Enucleation was necessary to calculate the RGC change in density, as each J:DO mouse has a unique genetic constitution
23,38 and RGC number is genetic background dependent.
39 Thus, it was expected that the two eyes of an individual mouse would have a similar number of RGCs (because they share the same genetic background) but differ between animals (because outbred mice have differing genetic backgrounds), making it necessary to consider RGC parameters on a per mouse basis. Four weeks following blast exposure, mice were euthanized, whole eyes were enucleated, the posterior cups dissected and fixed for a total of four hours in 4% paraformaldehyde. The immunohistochemical labeling of BRN3A-positive cells was performed as previously described.

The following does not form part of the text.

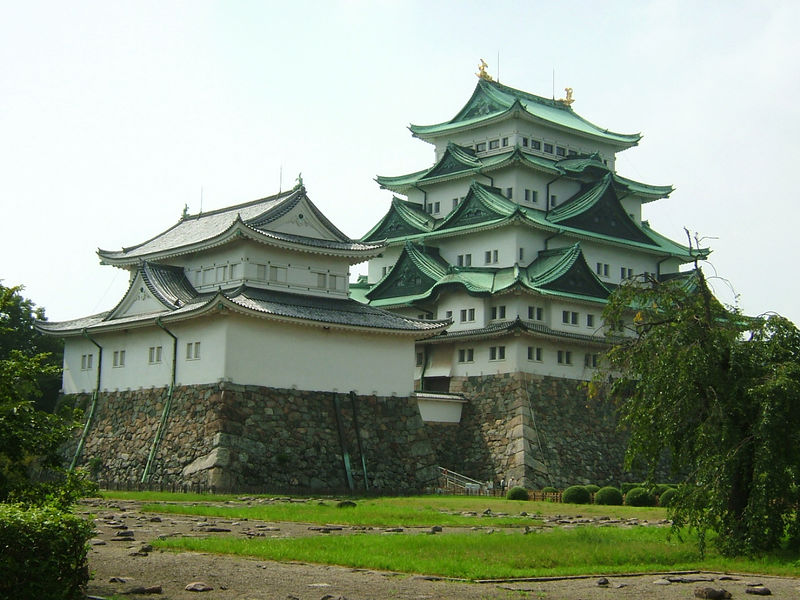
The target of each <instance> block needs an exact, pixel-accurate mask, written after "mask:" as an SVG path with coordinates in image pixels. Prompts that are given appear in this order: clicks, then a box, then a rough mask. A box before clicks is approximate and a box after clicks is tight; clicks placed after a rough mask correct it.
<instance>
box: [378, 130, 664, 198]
mask: <svg viewBox="0 0 800 600" xmlns="http://www.w3.org/2000/svg"><path fill="white" fill-rule="evenodd" d="M511 164H514V165H522V166H524V167H527V168H530V169H535V170H537V171H546V172H548V173H552V174H554V175H558V174H561V175H564V176H566V177H568V178H571V179H576V180H579V181H592V180H597V179H599V178H602V177H605V176H606V175H607V174H608V173H611V176H612V177H613V179H614V183H615V184H616V185H617V186H618V187H620V188H622V189H624V190H626V191H627V193H631V194H636V195H637V196H639V197H640V198H641V199H642V201H643V202H652V201H653V200H658V199H659V198H665V197H667V196H669V195H670V194H671V193H672V191H673V187H672V186H671V185H649V184H646V183H640V182H638V181H634V180H633V179H628V178H626V177H621V176H619V175H617V174H615V173H613V172H612V171H611V170H610V169H609V168H608V167H607V166H606V165H604V164H603V162H602V160H600V158H599V157H598V156H597V155H591V156H582V157H578V158H567V159H561V160H553V159H549V158H544V157H541V156H537V155H535V154H531V153H529V152H526V151H524V150H523V149H521V148H519V147H515V148H513V149H511V150H509V151H508V152H502V153H500V154H493V155H491V156H485V157H477V156H475V153H474V152H473V151H472V150H471V149H470V148H465V147H463V146H458V145H456V144H452V143H451V144H448V147H447V150H446V151H445V153H444V155H443V156H442V158H441V159H440V160H439V162H437V163H436V164H435V165H434V166H433V167H431V168H430V169H427V170H423V171H416V172H414V173H408V174H406V175H398V176H395V177H385V176H382V175H379V176H377V177H376V181H377V182H378V183H379V184H380V186H381V187H382V188H383V189H388V190H392V191H393V192H397V193H399V194H404V193H407V192H408V191H409V189H411V188H413V187H420V186H424V185H431V184H434V183H437V182H439V181H443V180H445V179H455V178H458V177H469V176H474V175H475V174H478V173H486V174H487V177H488V173H490V172H491V171H493V170H496V169H500V168H503V167H506V166H509V165H511Z"/></svg>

40 Briefly, the posterior cups were incubated in a 0.3% Triton-X100 solution in phosphate buffered saline (PBST) overnight at 37°C, and retinas were dissected and bleached in a 3% hydrogen peroxide solution in 1% sodium phosphate buffer for three hours at room temperature. Retinas were permeabilized for 15 minutes at –80°C in PBST, blocked in a 2% normal donkey serum in PBST overnight, immunohistochemically labeled using an anti-BRN3A antibody (1:200; sc-8429; Santa Cruz Biotechnology) in 2% normal donkey serum, 1% Triton-X 100, and 1% DMSO at 4°C for two nights, followed by incubation with a secondary antibody (1:200, Alexa Fluor 488 donkey anti-goat, Invitrogen) for four hours at room temperature, counterstained with TO-PRO-3 Iodide (1:1000, Molecular Probes), transferred to glass microscopy slides, and flat-mounted using ProLong Diamond Antifade Mountant (Fisher Scientific) and cover-slipped. Flat-mounted retinas were imaged by confocal microscopy (Zeiss LSM 710) at a total magnification of 400×. For each retina, four confocal images were collected (1024 × 1024 px, 0.18 mm
2 image area) from nonoverlapping fields in the central retina, with z-stacks of three to five images collected for each image. Images were collected from the central retina adjacent to the optic nerve head (for diagram defining the central retina, see
Fig. 1 in Hedberg-Buenz et. al.
40). Images of BRN3A-labeled nuclei were processed in ImageJ, by first z-projecting at maximum intensity, followed by the
Subtract Background tool with rolling ball radius set to 35 pixels, followed by the
Smooth tool. Images were then converted to binary using Huang thresholding. Binary images were further processed using the
Open,
Watershed, and
Fill Holes functions. To count BRN3A-positive cells, the
Analyze Particles function was applied to the BRN3A images with particle size set to 20 to 150 µm
2 and circularity 0 to1. Only retinas that were isolated without dissection-induced damage, such as large tears, and were fully intact were used for the purpose of this study.